El norte no siempre es Estados Unidos, el norte, para los migrantes y desplazados es un lugar lejano al que van en busca de la utopía. Obligados por las circunstancias, esas circunstancias tienen responsables: un Estado inoperante, un sistema avasallador por tradición y una sociedad inhumana e insensible.
Emigran forzadamente del pueblo a la capital o a otro país y les cambia la vida, desde que ponen un pie afuera de sus nidos, jamás desde instante volverán a ser los mismos. Algo se rompe, algo tan valioso e íntimo que es imposible reconstruir y recuperar. Se esfuma y nos parte en dos: un antes y un después; regresa de cuando en cuando en los suspiros tardíos de la nostalgia. Y como los recuerdos: no se puede tocar.
Las migraciones y desplazamientos forzados, son el exilio más doloroso; son una herida viva, sangrente, que jamás logra secar: ni con el retorno. Esta melancolía se convierte en un estado anímico cambiante, porque quienes se ven forzados a dejar sus nidos, son como árboles a los que se les arrancó de raíz y aunque se les trasplante en otro lugar, jamás crecerán frondosos. Aunque se les abone o cambie de tierra. Es lo mismo con los humanos, aunque tengan lujos materiales, aunque les cambie la vida laboralmente, jamás, nada ni nadie logrará llenar el vacío de la pérdida: la raíz es irremplazable.
Pero tristemente en los casos reales de la migración y el desplazamiento forzado, que son personas marginadas por el sistema quienes lo viven, se enfrentan con una post migración de humillación y explotación. Sin documentos y sin los recursos el desplazamiento se convierte en un infierno, estos migrantes son abusados de formas inimaginables, por las autoridades del país de tránsito, por bandas delictivas que los trafican para fines infinitos y también si logran entrar al país de llegada, los espera otro tipo de averno: el de la depresión post frontera sumado al temor y paranoia constante de una deportación y el día a día de la explotación laboral.
El país de llegada puede ser cualquiera, las migraciones internas también se sufren día a día. El campesino que deja el trabajo en el campo para internarse en la urbe de cemento. Eso aniquila cualquier espíritu. El envío de remesas, la sobrecarga de trabajo, el estigma de ser migrante indocumentado o desplazado. El eterno insomnio, la zozobra y el dolor perenne por el nido roto. Por la familia destrozada, porque cuando migra uno de los miembros, la familia se fragmenta y se pierde, se pierde algo que jamás se podrá recuperar. Con las migraciones y desplazamientos forzados perdemos todos, porque cuando emigra un ser humano, emigran las tradiciones, la identidad, la cultura, emigra el talento.

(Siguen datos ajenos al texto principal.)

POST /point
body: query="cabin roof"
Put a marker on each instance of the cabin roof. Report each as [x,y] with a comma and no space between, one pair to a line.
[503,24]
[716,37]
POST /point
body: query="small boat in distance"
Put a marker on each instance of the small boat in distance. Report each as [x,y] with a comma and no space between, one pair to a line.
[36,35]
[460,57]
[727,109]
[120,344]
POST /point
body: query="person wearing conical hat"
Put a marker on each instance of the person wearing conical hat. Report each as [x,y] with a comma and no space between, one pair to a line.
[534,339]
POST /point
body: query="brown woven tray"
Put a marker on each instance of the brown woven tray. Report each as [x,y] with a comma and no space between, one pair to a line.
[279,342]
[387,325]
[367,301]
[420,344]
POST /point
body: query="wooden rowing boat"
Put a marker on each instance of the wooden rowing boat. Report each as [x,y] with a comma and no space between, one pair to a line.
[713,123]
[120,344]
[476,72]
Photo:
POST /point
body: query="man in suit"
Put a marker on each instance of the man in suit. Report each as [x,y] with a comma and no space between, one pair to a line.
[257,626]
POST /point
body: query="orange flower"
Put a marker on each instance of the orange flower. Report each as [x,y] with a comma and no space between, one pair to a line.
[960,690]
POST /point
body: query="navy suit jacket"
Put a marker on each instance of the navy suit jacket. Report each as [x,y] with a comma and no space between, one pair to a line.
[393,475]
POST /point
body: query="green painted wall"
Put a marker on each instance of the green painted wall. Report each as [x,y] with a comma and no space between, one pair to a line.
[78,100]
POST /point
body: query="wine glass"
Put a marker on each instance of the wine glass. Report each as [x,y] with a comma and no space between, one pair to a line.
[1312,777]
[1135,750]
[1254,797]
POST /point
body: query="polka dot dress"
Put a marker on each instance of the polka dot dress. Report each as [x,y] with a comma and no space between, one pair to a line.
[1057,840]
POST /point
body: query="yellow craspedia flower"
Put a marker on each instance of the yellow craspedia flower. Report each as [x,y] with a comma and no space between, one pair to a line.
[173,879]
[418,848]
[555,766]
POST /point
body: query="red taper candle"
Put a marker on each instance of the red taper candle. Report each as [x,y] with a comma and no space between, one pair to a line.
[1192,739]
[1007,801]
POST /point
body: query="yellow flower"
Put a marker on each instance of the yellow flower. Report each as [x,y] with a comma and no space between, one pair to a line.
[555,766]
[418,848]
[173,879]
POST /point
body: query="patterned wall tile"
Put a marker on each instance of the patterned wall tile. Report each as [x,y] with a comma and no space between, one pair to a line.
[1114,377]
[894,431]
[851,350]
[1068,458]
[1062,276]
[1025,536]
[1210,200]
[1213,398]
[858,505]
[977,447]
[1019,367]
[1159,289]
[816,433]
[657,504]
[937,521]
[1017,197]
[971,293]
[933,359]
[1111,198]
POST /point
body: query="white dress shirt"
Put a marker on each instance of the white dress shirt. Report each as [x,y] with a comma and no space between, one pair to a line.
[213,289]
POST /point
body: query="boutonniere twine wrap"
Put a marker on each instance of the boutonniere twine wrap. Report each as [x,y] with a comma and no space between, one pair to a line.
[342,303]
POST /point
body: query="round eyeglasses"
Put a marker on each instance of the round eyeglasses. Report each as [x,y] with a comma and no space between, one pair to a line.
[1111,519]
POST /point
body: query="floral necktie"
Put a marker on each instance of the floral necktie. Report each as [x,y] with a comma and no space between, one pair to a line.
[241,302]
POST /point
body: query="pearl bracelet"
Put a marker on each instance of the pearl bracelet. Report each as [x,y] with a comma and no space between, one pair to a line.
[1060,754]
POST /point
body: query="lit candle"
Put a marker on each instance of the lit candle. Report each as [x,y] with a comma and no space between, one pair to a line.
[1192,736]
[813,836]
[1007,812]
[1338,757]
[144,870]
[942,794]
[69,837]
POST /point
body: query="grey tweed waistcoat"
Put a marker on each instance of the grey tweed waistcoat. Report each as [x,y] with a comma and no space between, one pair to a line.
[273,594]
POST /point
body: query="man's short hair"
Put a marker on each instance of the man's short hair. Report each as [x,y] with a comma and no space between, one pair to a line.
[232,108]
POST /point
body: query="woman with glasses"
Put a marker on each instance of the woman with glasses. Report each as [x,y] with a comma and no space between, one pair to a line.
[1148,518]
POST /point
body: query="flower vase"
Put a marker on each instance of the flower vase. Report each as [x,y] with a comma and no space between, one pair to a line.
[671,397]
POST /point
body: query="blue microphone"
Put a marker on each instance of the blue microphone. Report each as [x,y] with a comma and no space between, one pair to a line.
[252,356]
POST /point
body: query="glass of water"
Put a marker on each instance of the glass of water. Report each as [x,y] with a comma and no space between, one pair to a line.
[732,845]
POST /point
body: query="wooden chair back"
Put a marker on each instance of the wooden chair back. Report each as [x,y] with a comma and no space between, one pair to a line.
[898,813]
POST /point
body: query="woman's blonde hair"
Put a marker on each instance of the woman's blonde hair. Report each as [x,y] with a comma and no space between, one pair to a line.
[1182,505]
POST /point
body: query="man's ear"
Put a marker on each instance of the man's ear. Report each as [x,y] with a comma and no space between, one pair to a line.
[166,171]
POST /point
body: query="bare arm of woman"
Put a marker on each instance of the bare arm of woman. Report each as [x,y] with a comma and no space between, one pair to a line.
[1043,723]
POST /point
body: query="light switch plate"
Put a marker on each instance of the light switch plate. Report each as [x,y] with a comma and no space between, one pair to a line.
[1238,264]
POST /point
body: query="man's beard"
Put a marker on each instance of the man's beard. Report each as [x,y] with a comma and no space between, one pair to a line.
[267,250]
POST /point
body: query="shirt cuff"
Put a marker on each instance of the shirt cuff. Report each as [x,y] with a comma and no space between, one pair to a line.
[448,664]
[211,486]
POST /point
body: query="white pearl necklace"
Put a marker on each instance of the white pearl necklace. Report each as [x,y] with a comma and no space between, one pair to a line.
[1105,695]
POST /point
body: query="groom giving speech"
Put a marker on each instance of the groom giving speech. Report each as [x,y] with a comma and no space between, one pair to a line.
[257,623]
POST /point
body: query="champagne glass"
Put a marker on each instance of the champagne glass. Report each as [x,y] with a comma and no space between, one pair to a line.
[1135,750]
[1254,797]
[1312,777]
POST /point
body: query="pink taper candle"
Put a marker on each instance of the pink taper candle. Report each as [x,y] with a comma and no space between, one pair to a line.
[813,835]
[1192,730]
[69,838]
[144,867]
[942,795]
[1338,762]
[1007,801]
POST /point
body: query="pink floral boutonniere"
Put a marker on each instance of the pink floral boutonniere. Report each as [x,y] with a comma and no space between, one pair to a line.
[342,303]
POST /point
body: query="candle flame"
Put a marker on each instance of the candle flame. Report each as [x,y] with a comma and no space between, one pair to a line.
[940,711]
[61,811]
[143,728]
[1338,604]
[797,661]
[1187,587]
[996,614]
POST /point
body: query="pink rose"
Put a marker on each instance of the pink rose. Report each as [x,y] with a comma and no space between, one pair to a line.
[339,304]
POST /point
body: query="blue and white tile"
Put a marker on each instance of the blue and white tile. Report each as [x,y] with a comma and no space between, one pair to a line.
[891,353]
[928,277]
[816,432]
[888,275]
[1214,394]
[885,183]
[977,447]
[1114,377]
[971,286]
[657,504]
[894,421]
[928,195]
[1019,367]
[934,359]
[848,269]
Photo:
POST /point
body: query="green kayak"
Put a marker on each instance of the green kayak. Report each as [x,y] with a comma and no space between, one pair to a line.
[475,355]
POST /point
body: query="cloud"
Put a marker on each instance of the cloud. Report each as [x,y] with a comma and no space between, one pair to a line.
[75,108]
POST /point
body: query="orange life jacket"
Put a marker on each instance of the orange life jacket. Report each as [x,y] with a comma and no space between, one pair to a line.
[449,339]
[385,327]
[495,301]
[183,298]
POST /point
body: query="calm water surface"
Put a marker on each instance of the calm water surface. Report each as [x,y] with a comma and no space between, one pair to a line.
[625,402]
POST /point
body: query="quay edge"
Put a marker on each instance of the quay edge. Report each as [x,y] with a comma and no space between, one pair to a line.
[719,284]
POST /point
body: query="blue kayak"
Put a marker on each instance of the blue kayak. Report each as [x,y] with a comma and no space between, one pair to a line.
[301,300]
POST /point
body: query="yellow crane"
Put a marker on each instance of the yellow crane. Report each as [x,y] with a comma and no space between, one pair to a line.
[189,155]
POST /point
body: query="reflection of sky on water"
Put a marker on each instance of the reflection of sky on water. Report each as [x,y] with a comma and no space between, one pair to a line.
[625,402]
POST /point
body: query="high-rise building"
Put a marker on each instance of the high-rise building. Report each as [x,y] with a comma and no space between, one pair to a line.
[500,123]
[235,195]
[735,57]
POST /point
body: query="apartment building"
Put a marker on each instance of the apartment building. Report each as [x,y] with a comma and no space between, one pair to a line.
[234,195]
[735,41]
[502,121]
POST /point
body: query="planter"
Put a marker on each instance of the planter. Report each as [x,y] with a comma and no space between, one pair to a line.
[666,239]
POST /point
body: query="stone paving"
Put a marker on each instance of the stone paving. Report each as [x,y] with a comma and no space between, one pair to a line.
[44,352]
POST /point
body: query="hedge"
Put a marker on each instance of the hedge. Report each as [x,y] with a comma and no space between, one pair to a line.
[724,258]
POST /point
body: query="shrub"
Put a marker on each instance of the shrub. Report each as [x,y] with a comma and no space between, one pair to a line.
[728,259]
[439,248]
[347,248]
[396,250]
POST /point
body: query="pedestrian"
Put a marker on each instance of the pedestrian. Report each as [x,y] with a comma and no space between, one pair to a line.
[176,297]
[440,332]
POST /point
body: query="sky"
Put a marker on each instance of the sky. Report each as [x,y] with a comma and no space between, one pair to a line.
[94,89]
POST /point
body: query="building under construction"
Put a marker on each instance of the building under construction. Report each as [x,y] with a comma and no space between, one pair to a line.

Ese talento que generalmente en el lugar de llegada no se puede desarrollar porque circunstancialmente las condiciones son también de explotación y abuso, sobre todo de invisibilidad y vivir en las sombras; en el caso de los indocumentados la marginación es atroz. Como lo es para un indígena o un afro descendiente que emigra internamente, llegar a una urbe donde los capitalinos los discriminan con el peor de los racismos, no por indocumentados, pero por su origen. Y ni qué decir si esta persona solo habla el idioma de su etnia.
Cuando emigra forzadamente un ser humano, perdemos todos.
¿Cuánto vale la vida de un paria? Para que mueran miles tratando de cruzar las fronteras de la muerte. ¿Cuánto vale la insensibilidad y doble moral de la población mundial como para que siga siendo la migración y el desplazamiento forzado interno y externo un tema que no importe?
El norte no siempre es Estados Unidos.